Throughout the region, the scene is the same: piles of rubble, downed power lines, and homes and businesses flattened to their foundation.
"I didn't recognize it, and I've been here several times," survivor Brian Fitzgerald said. "As a matter of fact, they had to tell me this was a house.
Officials at Union University, a Christian school in Jackson, Tenn. are still assessing the damage today: seventeen buildings received partial or heavy damage.
It is the third time the school has been hit by a tornado in less than 10 years.

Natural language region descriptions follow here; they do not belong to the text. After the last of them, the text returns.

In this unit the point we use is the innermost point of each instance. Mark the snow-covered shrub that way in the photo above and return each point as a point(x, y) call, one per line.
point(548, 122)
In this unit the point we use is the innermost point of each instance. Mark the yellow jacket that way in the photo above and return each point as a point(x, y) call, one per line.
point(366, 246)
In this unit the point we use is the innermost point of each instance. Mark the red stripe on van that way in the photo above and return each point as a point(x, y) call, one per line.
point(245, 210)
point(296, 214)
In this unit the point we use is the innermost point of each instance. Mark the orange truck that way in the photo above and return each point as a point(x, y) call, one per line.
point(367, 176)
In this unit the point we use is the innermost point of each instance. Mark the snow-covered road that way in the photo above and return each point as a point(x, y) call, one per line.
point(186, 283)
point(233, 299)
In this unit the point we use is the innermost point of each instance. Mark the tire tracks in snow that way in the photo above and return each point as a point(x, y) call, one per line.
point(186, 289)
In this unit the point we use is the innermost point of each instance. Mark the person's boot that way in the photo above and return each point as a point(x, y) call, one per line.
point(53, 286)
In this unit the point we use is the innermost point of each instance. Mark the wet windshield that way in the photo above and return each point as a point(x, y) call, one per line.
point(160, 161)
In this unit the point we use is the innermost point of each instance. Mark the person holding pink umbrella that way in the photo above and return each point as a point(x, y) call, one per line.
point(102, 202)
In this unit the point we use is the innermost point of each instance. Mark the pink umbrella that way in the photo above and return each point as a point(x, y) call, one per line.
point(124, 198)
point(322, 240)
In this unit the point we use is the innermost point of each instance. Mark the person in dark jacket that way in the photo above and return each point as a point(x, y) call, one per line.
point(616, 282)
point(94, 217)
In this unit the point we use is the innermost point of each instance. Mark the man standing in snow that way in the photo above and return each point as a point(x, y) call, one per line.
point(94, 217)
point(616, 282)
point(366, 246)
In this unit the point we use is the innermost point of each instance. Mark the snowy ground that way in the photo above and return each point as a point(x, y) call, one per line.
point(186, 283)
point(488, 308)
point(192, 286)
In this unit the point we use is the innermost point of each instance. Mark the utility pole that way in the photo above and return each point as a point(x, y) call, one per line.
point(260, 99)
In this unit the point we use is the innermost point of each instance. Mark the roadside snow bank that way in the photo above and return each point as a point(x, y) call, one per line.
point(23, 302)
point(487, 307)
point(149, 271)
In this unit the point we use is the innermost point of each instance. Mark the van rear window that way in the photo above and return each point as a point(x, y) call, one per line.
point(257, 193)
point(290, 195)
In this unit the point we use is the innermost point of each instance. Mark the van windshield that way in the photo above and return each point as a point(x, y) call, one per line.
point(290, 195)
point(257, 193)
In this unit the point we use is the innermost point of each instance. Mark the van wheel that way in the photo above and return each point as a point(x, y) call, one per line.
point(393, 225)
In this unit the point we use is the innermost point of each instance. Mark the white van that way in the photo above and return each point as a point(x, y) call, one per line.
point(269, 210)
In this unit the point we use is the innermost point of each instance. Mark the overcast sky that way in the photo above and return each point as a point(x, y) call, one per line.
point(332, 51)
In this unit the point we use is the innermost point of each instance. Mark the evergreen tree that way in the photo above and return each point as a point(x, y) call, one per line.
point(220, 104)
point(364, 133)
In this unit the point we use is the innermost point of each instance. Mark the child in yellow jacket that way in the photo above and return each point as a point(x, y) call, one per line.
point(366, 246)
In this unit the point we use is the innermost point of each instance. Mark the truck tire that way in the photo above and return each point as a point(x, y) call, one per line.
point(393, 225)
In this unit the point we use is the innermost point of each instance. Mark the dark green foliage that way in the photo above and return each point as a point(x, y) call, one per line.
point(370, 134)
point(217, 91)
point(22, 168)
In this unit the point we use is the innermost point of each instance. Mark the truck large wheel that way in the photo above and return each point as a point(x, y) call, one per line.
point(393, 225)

Union University President David S. Dockery said Wednesday that about 50 students had been taken to a hospital shortly after the tonadoes struck. Nine stayed through the night. The students "demonstrated who they are and I'm so proud of them," he said.
"If you walk through this campus and realize that there were 33-hundred students in class yesterday and 12-hundred on campus last night, and you see what happened on this campus, with no loss of life, it's an amazing thing," Dockery said. ( View photos from the scene, provided by Kevin Cooney, Union political science professor.)
Grateful survivors like terry thomas of Atkins, Ark. say they'll rebuild. But for the moment, at least, she's cannot forget her last thoughts before taking cover.
"I was going to die," she said. "I was going to die right here, and I wouldn't take my family for granted ever again."
Federal and State Help
Federal and state emergency teams poured into the hardest-hit areas, along with utility workers and insurance claims representatives. Hundreds of homes were demolished across the region and officials were only beginning to tally how much the tornadoes would cost.
There were no comprehensive estimates yet on damages, but the tornadoes' paths left behind flattened streets and treelines, shredded mobile homes, flipped-over tractor-trailers and trucks, and concrete floors where homes, garages and carports once stood.
The tornadoes' wake of destruction was one of the 15 worst since 1950. The nation's deadliest barrage of tornadoes since 76 people were killed in Pennsylvania and Ohio on May 31, 1985.